Je n'ai connu Rob Zombie que tardivement, et par l'intermédiaire du cinéma, encore. Une reprise de sa fameuse piste « Dragula » illustre la scène de la boîte de nuit de Matrix, et déjà à l'époque, la musique m'avait intrigué par son métallisme et sa puissance. En trouvant un album de la bande originale, j'écoutais l'ensemble ; et je connus alors l'artiste derrière la piste qui m'avait tant intrigué. Je trouvais l'album, je devenais immédiatement fan.
Les trois singles issus de l'album, de loin, sont les plus réussis à mon goût et aux goûts de la critiques. « Dragula » bien entendu, avec ses diablotins totalement débridés, « Living Dead Girl », une ballade bizarrement romantique ; « Superbeast », et Sheri Moon qui brandit son katana. Ce n'est pas à dire que le reste ne s'écoute pas, et j'aime beaucoup, de mon côté, « Perversion 99 » ou « Meet the Creeper », qui n'ont rien à envier aux grands classiques, mais on pardonnera de les trouver secondaires.

Surtout, en découvrant Rob Zombie alors que je n'étais qu'adolescent, je m'aperçus à quel point l'artiste a eu une influence décisive sur l'iconographie que j'associe à ce style musical : le grand-guignol et le carnavalesque, l'Halloween, les démons, le pastiche et le reste. Il est toujours difficile d'associer ainsi à tout un genre musical une seule thématique, les spécialistes me diront que Killing Joke ou Ministry n'y répondent pas. Laibach, que j'aime beaucoup aussi, ne garde sans doute que le pastiche et non le reste : mais on pense volontiers par catégorie, et c'est la catégorie que j'associe à présent à ce type de metal.

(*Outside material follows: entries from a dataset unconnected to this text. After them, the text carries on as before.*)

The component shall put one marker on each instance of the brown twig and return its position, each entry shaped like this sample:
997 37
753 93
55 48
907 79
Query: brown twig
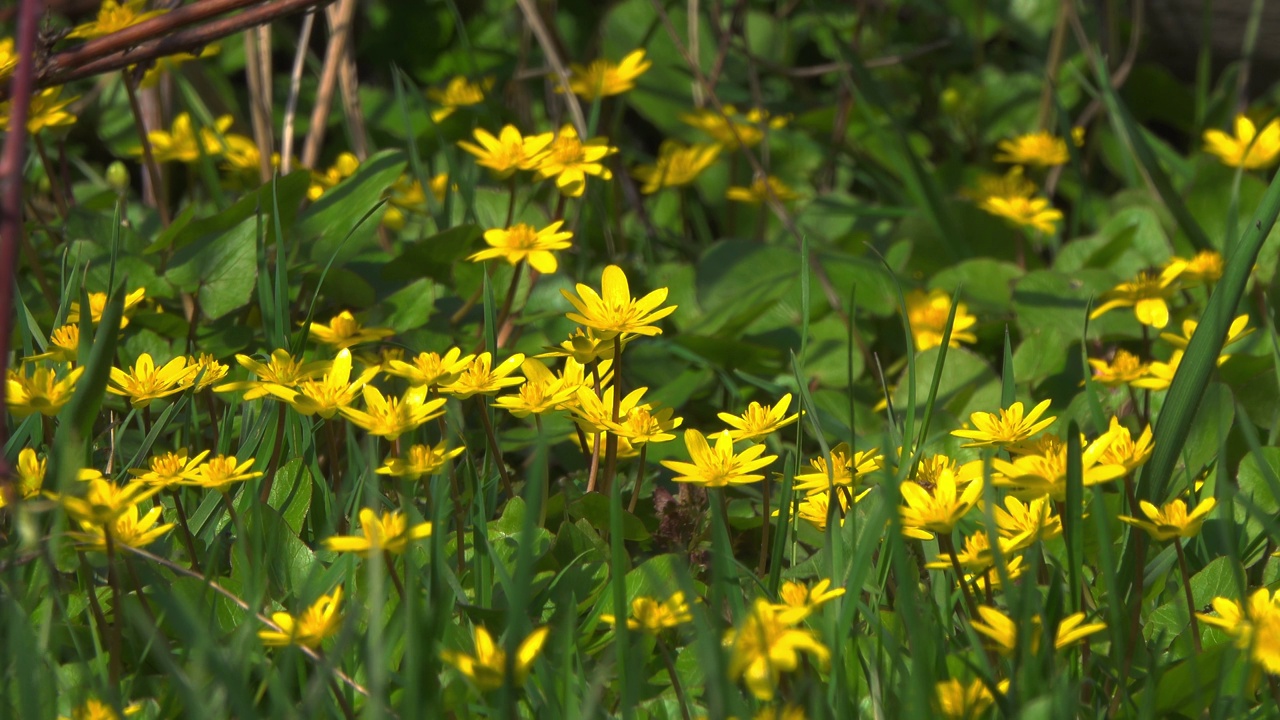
12 159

Des presque vingt-cinq ans après, en revenant àHellbilly Deluxe, je le trouve même à présent plutôt sage : j'ai depuis entendu, et j'aime depuis, des choses bien plus fulgurantes et puissantes, plus rapides. Par contraste, le rythme de cet album en est devenu plus lent et plus tranquille, presque placide. C'est comme ça que je sais avoir changé, et la pensée me rassure.